Applied Zoopharmacognosy enables self-medicative behaviour in domesticated or captive animals by offering plant extracts that would contain the same, or similar constituents to those found in an animal’s natural environment. The practice encourages and allows an animal to guide its own health, since unlike their wild counterparts, captive and domesticated animals rarely have the opportunity to forage on medical plants. The extracts offered include a variety of essential oils, absolutes, plant extracts, macerated oils, tubers, clays, algae, seaweeds and minerals. Once the animal has selected its remedy, it will then guide the session by inhaling it, taking it orally, or by rubbing a part of its body into it.

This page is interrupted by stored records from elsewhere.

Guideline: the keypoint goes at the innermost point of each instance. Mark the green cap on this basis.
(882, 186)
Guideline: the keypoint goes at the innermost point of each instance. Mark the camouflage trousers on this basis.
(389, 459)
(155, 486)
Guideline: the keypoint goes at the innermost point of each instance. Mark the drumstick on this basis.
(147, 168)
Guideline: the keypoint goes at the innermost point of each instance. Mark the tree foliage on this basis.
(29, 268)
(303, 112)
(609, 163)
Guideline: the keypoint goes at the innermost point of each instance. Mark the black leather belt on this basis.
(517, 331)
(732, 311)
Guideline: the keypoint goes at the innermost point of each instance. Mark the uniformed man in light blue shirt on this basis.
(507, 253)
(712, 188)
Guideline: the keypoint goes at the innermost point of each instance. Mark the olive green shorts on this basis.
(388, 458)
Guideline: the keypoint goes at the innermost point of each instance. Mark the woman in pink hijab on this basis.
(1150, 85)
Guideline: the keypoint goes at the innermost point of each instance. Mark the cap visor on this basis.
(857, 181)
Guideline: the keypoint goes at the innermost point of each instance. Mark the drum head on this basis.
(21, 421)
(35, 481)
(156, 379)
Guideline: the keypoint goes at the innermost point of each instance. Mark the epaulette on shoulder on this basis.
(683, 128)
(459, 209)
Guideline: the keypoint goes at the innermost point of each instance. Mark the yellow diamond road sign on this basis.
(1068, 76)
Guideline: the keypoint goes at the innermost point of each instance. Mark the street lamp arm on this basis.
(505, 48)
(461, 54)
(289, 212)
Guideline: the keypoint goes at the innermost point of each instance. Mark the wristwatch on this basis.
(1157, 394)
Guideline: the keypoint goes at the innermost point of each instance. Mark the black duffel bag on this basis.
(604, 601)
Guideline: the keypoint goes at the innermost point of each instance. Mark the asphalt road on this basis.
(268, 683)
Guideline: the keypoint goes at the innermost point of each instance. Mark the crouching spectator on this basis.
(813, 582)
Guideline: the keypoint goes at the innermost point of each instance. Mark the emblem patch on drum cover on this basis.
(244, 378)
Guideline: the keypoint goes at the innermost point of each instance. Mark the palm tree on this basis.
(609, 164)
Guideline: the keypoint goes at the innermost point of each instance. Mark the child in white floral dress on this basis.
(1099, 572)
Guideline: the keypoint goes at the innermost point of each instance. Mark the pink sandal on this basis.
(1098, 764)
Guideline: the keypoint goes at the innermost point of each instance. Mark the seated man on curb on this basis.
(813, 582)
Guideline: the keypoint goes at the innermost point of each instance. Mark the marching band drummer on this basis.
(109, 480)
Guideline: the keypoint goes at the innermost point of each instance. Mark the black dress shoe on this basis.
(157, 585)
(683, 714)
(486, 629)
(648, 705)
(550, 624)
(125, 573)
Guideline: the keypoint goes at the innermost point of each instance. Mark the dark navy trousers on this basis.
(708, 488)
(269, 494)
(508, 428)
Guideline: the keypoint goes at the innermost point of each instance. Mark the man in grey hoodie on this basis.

The Ingraham Academy of Zoopharmacognosy
The Ingraham Academy of Zoopharmacognosy (IAZ), is headed by the founder of Applied Zoopharmacognosy, Caroline Ingraham, who promotes self-medication as a necessary component of domestic and captive animal health. Caroline trains professionals in the field of animal welfare, and pet carers in how to recognize and understand self-medicative behaviour. She explains how animals have evolved to cope with potential threats including disease and injury, and as a result have developed solutions to restore health by self-administering medicinal compounds naturally found in the wild.
The word Zoopharmacognosy is derived from the ancient greek 'zoo' (animal), 'pharmaco' (remedy) and 'gnosy' (knowing), and Applied Zoopharmacognosy is the application of this knowledge for animals who do not have access to an environment rich in their natural resources.